In advance of next week’s PuppetConf, Puppet Labs is announcing a major new addition to their lineup, Puppet Application Orchestration. The orchestration functionality will allow users to automate configuration, deployment and management of your entire infrastructure stack, wherever it resides. This is a significant uplift from managing just one instance or server at a time.
I had a chance to speak with Luke Kanies, founder and CEO of Puppet Labs ahead of today’s announcement. Kanies has led Puppet through its 10+ year existence and has seen it grow from an open source project to over 400 employees, raise $87m in venture with over 1000 customers and more than $75m in revenue.
I asked Luke what orchestration meant to him, as I think it is a term that is thrown around a lot in technology but not everyone agrees on exactly what it means. He gave me one of the best definitions I have heard, “orchestration is doing related things in a related way”. In Kanies view the new functionality from Puppet Labs allows organizations of all sizes to “orchestrate their complete software stack allowing for the automation of the software supply chain.”
This orchestration functionality is another step along the way of the eventual goal of a world where software is written primarily by software. This Matrix-like future Kanies believes is inevitable. It may happen in 20 years or maybe 50 years, but it will happen.
The real key to this new orchestration tool is that it is more than just being able to automate multiple servers or instances. It actually orchestrates (there is that word again) how these disparate parts of your infrastructure run. It takes into accounts dependencies and events from other parts of the infrastructure in determining how and when to run other parts of it. Puppet says it best in their press release, “ensures that the right things happen in the right order on the right machines as the application is deployed, updated or destroyed.” This awareness is what makes this really special.
Of course another big part of the equation is that this really does run across your entire stack. Whether it be in a public cloud, private cloud, hybrid cloud, bare metal, on prem or even containers, Puppet’s application orchestration can manage them all from one central app. That is pretty impressive.
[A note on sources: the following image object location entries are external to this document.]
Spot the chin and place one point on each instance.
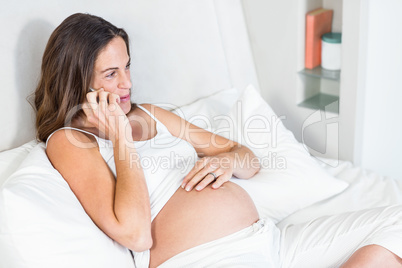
(126, 107)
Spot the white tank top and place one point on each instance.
(165, 160)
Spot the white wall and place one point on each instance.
(380, 148)
(368, 129)
(276, 30)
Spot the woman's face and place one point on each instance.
(112, 72)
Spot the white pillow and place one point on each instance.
(290, 179)
(42, 223)
(203, 111)
(11, 159)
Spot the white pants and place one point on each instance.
(320, 243)
(255, 246)
(330, 241)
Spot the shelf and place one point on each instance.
(323, 102)
(319, 72)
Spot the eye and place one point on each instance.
(112, 74)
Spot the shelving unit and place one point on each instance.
(321, 100)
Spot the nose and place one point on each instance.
(125, 81)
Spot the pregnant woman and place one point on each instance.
(179, 211)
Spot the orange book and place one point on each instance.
(318, 22)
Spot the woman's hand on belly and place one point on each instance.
(216, 169)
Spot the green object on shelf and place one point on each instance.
(323, 102)
(319, 72)
(333, 38)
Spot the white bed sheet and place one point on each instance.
(366, 189)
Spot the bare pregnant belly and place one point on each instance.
(194, 218)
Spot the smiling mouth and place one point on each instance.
(125, 98)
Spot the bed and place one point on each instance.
(214, 85)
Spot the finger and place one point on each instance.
(91, 99)
(206, 181)
(197, 167)
(200, 175)
(113, 99)
(220, 180)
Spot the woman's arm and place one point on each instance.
(221, 156)
(119, 207)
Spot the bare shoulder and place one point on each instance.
(166, 117)
(70, 150)
(69, 139)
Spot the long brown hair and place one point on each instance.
(67, 68)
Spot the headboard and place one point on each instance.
(181, 50)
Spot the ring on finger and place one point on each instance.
(213, 174)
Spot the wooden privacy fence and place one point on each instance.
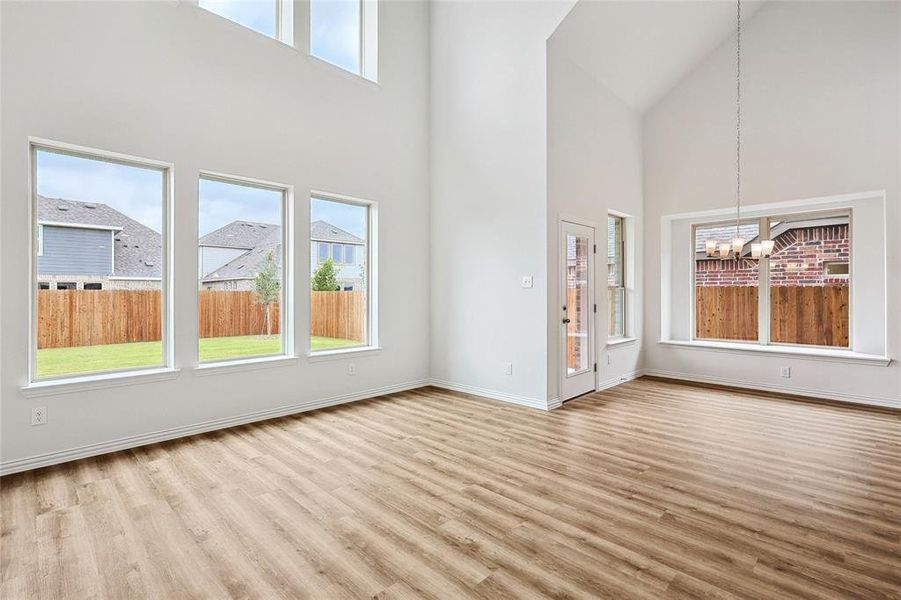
(573, 328)
(229, 313)
(68, 318)
(89, 317)
(812, 314)
(338, 315)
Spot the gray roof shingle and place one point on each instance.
(322, 231)
(248, 264)
(239, 234)
(138, 249)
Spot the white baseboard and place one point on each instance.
(53, 458)
(614, 381)
(494, 395)
(782, 389)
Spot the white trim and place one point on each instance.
(52, 458)
(615, 381)
(167, 330)
(286, 301)
(245, 364)
(762, 210)
(371, 277)
(338, 353)
(796, 207)
(753, 386)
(80, 225)
(84, 383)
(802, 352)
(492, 394)
(563, 220)
(620, 341)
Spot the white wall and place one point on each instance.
(489, 195)
(594, 166)
(821, 117)
(170, 81)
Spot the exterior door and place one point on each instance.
(577, 315)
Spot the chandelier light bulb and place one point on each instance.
(756, 250)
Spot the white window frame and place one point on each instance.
(371, 279)
(284, 21)
(625, 276)
(368, 46)
(763, 279)
(167, 368)
(286, 308)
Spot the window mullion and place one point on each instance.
(763, 288)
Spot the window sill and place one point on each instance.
(846, 356)
(342, 353)
(244, 364)
(622, 341)
(71, 385)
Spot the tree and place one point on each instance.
(266, 287)
(325, 279)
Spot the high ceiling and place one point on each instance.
(639, 49)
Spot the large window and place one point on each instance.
(343, 33)
(805, 282)
(726, 297)
(269, 17)
(342, 285)
(241, 269)
(616, 277)
(99, 240)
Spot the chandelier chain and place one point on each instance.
(738, 118)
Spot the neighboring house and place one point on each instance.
(813, 251)
(346, 250)
(231, 256)
(89, 245)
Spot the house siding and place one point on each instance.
(347, 274)
(76, 251)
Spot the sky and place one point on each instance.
(334, 25)
(258, 15)
(134, 191)
(220, 203)
(349, 217)
(138, 193)
(335, 32)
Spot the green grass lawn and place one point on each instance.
(82, 359)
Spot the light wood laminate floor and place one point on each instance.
(649, 490)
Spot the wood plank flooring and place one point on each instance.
(649, 490)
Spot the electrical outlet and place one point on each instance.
(39, 415)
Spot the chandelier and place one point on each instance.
(764, 248)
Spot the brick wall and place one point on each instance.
(799, 258)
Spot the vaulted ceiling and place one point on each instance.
(640, 50)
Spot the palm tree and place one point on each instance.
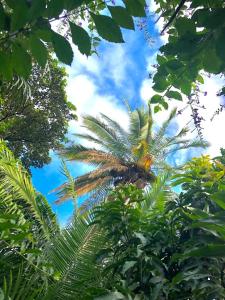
(122, 156)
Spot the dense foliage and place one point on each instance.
(152, 244)
(123, 156)
(27, 30)
(35, 120)
(196, 45)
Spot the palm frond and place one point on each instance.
(190, 144)
(15, 180)
(109, 137)
(73, 255)
(158, 193)
(162, 130)
(138, 120)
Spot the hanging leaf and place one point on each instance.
(55, 7)
(121, 16)
(62, 48)
(219, 199)
(174, 94)
(73, 4)
(3, 17)
(135, 7)
(36, 9)
(19, 15)
(160, 85)
(207, 251)
(81, 38)
(107, 28)
(5, 65)
(156, 99)
(38, 50)
(21, 61)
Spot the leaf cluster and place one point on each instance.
(26, 32)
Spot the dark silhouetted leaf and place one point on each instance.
(62, 48)
(81, 38)
(107, 28)
(121, 16)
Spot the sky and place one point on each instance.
(101, 83)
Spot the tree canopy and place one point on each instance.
(123, 156)
(34, 122)
(196, 46)
(26, 31)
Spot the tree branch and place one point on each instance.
(173, 15)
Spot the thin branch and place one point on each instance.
(173, 15)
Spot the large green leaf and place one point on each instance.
(3, 17)
(219, 198)
(174, 94)
(21, 61)
(19, 15)
(121, 16)
(185, 26)
(135, 7)
(73, 4)
(107, 28)
(55, 7)
(207, 251)
(38, 50)
(81, 38)
(36, 9)
(62, 48)
(156, 99)
(160, 85)
(211, 62)
(5, 65)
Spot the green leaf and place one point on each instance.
(207, 251)
(38, 50)
(156, 99)
(5, 65)
(107, 28)
(3, 17)
(62, 48)
(121, 16)
(36, 9)
(73, 4)
(161, 59)
(219, 198)
(185, 26)
(111, 296)
(173, 65)
(128, 265)
(220, 45)
(164, 104)
(19, 15)
(81, 38)
(211, 62)
(200, 79)
(135, 7)
(174, 94)
(157, 108)
(160, 85)
(21, 61)
(55, 7)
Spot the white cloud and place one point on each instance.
(82, 91)
(212, 130)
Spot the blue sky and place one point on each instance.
(101, 84)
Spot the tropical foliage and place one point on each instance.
(195, 32)
(34, 115)
(26, 30)
(136, 245)
(123, 156)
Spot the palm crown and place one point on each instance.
(122, 156)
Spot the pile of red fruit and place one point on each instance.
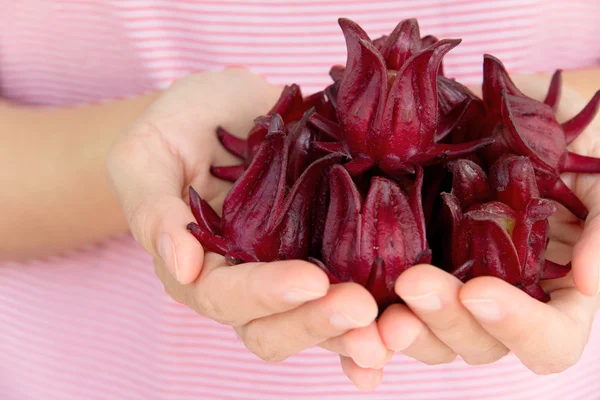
(395, 164)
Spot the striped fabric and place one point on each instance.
(95, 324)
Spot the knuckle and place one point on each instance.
(489, 355)
(206, 305)
(442, 358)
(557, 364)
(450, 324)
(138, 218)
(262, 345)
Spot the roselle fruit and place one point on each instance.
(372, 242)
(396, 48)
(389, 120)
(395, 164)
(291, 106)
(263, 219)
(528, 127)
(499, 227)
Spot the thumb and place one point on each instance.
(148, 179)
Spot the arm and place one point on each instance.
(55, 194)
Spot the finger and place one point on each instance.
(148, 183)
(547, 338)
(402, 331)
(432, 294)
(239, 294)
(365, 379)
(346, 306)
(363, 345)
(586, 256)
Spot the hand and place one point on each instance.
(486, 318)
(278, 309)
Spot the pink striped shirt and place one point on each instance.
(95, 324)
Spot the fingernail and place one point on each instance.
(485, 310)
(598, 272)
(343, 322)
(166, 250)
(297, 296)
(428, 302)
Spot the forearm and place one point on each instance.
(55, 194)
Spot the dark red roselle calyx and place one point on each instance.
(391, 120)
(263, 218)
(524, 126)
(462, 113)
(499, 226)
(291, 106)
(397, 47)
(372, 242)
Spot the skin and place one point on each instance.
(156, 146)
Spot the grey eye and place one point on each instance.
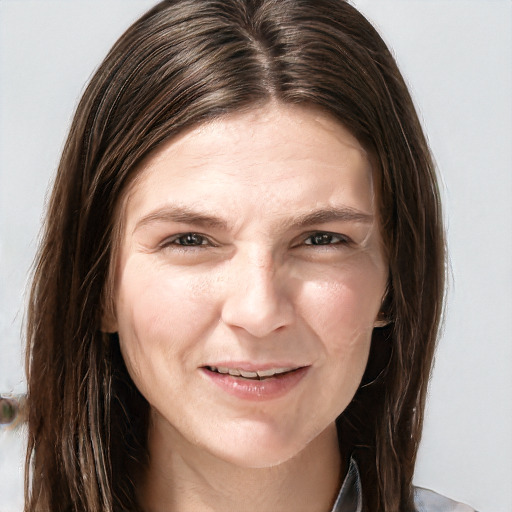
(324, 239)
(190, 239)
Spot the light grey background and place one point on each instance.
(456, 55)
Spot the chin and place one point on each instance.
(258, 447)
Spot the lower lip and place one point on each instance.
(257, 390)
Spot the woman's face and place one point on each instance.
(249, 278)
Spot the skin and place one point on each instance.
(262, 284)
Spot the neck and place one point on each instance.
(190, 480)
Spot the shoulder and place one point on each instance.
(426, 500)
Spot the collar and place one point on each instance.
(350, 496)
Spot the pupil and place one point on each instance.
(191, 239)
(321, 239)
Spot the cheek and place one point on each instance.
(345, 302)
(161, 314)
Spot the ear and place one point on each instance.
(382, 320)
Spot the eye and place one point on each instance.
(187, 240)
(322, 238)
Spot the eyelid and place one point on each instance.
(169, 241)
(343, 239)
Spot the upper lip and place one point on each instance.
(263, 369)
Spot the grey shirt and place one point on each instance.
(350, 497)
To enable this functionality Puppet Lab’s team had to develop some new extensions and additions to its scripting language or DSL. This shouldn’t present much of a hurdle to the thousands of people who already use Puppet Labs products.
Puppet’s new orchestration tool is another indication that the IT industry is becoming more and more app-centric. Applications are driving business and IT with it. Where they live and how they are built is complex and IT teams are looking for tools that make it simpler to deploy and manage these far flung, multi-homed applications that are popping up at ever increasing rates.
Kanies himself will be demonstrating the orchestration module at PuppetConf next week during his keynote on Thursday, October 8, at 9 a.m. PT. If you are not attending PuppetConf you can follow along on the Livestream.
It will be interesting to see how this new Puppet tool changes the market. It could set off another wave of integration and third party functionality that leverages this full stack management. Who knows maybe somewhere right now there is some software writing some software that will take advantage of Puppet Application Orchestration.